Women want to make a difference… “Computer Science” is about learning algorhythms, etc. It doesn’t show them how they can make a difference. We want and need to encourage not just girls, but boys and girls. It’s best to catch them young. One way to make this happen, is to have an event/activity exposing kids to programming, or showing cool things technology can do. CoderDojo is putting together a code camp for kids for next summer. Watch their site for future details.
There was discussion around Goldie Blox. These are a toy that encourages kids, (especially girls) to build and be interested in STEM. The premise of Goldie Blox is that children read the book that comes with it, about a girl named Goldie, who is an inventor. They use the “tool box” to build the machines in the book, to get the characters through the stories.
Generally, girls don’t always see the end results in what programming does, or see how the IT behind it brings it to that point. Think of all the cool games and apps kids love to play on their computers, or devices, they might not realize there is coding behind that game, and that they can create things like that.
Other conversations went to Grace From Outer Space, there are also database books (Japanese anime), etc., that can encourage excitement on STEM topics.

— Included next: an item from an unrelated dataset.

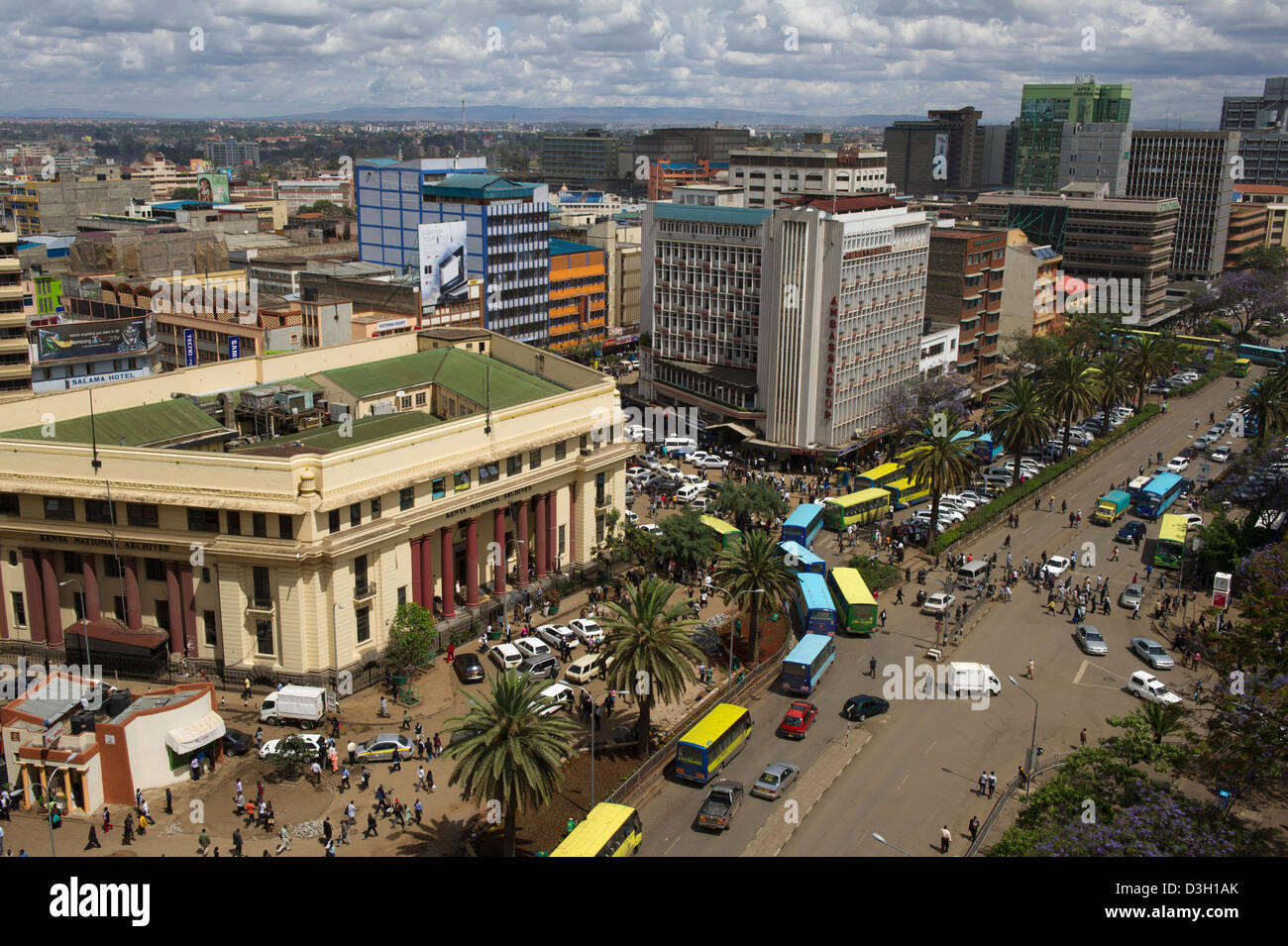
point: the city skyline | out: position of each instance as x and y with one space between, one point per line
263 60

Karen Lopez (@datachick) said that we need to let kids know that math and science classes are important. Kids are taking less, because they don’t see the importance of it.
An audience member stated that even in Girl Scouts, her daughter has a leader that is a data analyst, but never talked to kids about it. Another group took girls to robotics and robotics competitions. If you are in that kind of position, make sure you are talking to girls about what you do. Another audience member (or was it a panelist?) talked about the “girls’ legos.” She said they helped her daughter find an interest in legos. Now that some legos and other construction type building toys are being geared to girls (colors, girl’s way of thinking), more girls are becoming interested. I have heard many debates on this subject, but I have also heard parents say that their daughters are becoming more interested in these types of toys.

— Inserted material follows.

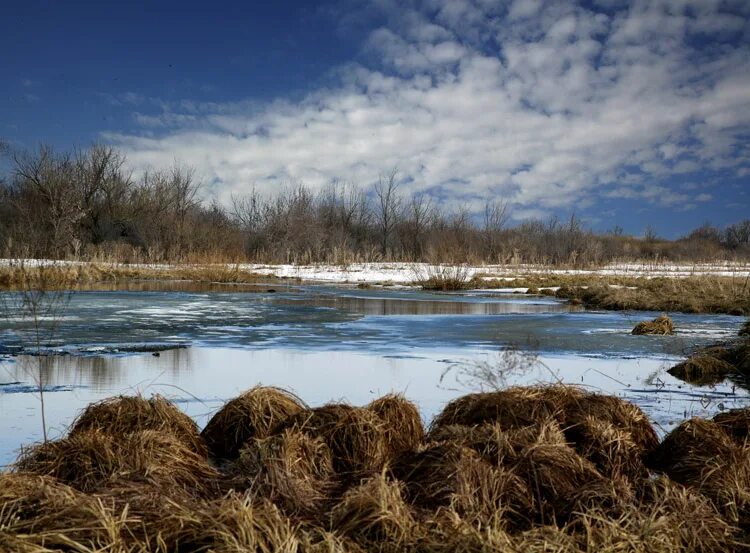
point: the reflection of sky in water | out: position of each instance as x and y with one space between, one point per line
328 344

Leslie brought up that some companies are offering more internships to give hands-on opportunities for younger kids too, even high school kids. What a great opportunity!

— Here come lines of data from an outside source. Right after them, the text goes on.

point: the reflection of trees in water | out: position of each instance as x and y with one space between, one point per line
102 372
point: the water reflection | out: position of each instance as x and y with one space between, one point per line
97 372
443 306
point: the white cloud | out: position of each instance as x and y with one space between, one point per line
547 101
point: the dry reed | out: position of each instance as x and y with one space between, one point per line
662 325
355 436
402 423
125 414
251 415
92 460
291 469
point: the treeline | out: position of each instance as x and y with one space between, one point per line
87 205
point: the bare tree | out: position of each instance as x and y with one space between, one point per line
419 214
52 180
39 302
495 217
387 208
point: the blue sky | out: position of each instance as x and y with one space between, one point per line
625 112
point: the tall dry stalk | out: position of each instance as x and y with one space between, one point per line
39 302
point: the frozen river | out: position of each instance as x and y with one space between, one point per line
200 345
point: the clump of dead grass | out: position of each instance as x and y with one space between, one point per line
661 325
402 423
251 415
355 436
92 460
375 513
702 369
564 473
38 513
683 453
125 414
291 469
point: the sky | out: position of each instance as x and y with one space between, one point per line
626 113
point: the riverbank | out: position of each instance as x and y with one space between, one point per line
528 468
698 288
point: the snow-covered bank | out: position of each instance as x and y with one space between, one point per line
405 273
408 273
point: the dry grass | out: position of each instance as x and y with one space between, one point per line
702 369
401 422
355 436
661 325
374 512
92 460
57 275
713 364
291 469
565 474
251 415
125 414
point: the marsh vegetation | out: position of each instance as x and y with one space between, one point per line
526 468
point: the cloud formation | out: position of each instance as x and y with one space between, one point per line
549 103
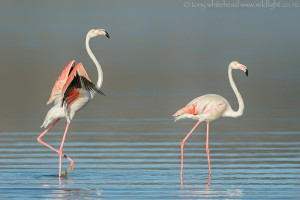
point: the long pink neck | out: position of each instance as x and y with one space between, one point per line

At this point, Jason was setting up his laptop, as there was 3 minutes left until his session was supposed to start. I watched his entire session (something I don’t do very often). He did a great job talking about different kinds of Wait Stats. Every time I hear him talk about performance tuning topics, I think it would be fun to do that. Digging around in databases, trying to figure out what’s causing problems… sounds like something I would enjoy doing (though, still not as much as I enjoy teaching preschoolers).
The rest of the day finished up with some time hanging out with the McCowns (@MidnightDBA). We got to meet their 3 children (who I’ve only seen on their web show). We talked books with Jen, Bill Graziano and Mike Fal (@Mike_Fal). Jason showed Jen and her boys some fun games for the tablet/phone/computer.
Then, a group of us headed to Paul and Jack’s Tavern for dinner. A great live band started about an hour after we got there. Sadly, we had to leave only an hour into the band playing to head to River Aces (around the corner) for karaoke. Karaoke was only going to be for 2 hours, and we didn’t want to miss it! I will write a post on our fun karaoke night on sqlkaraoke.com soon!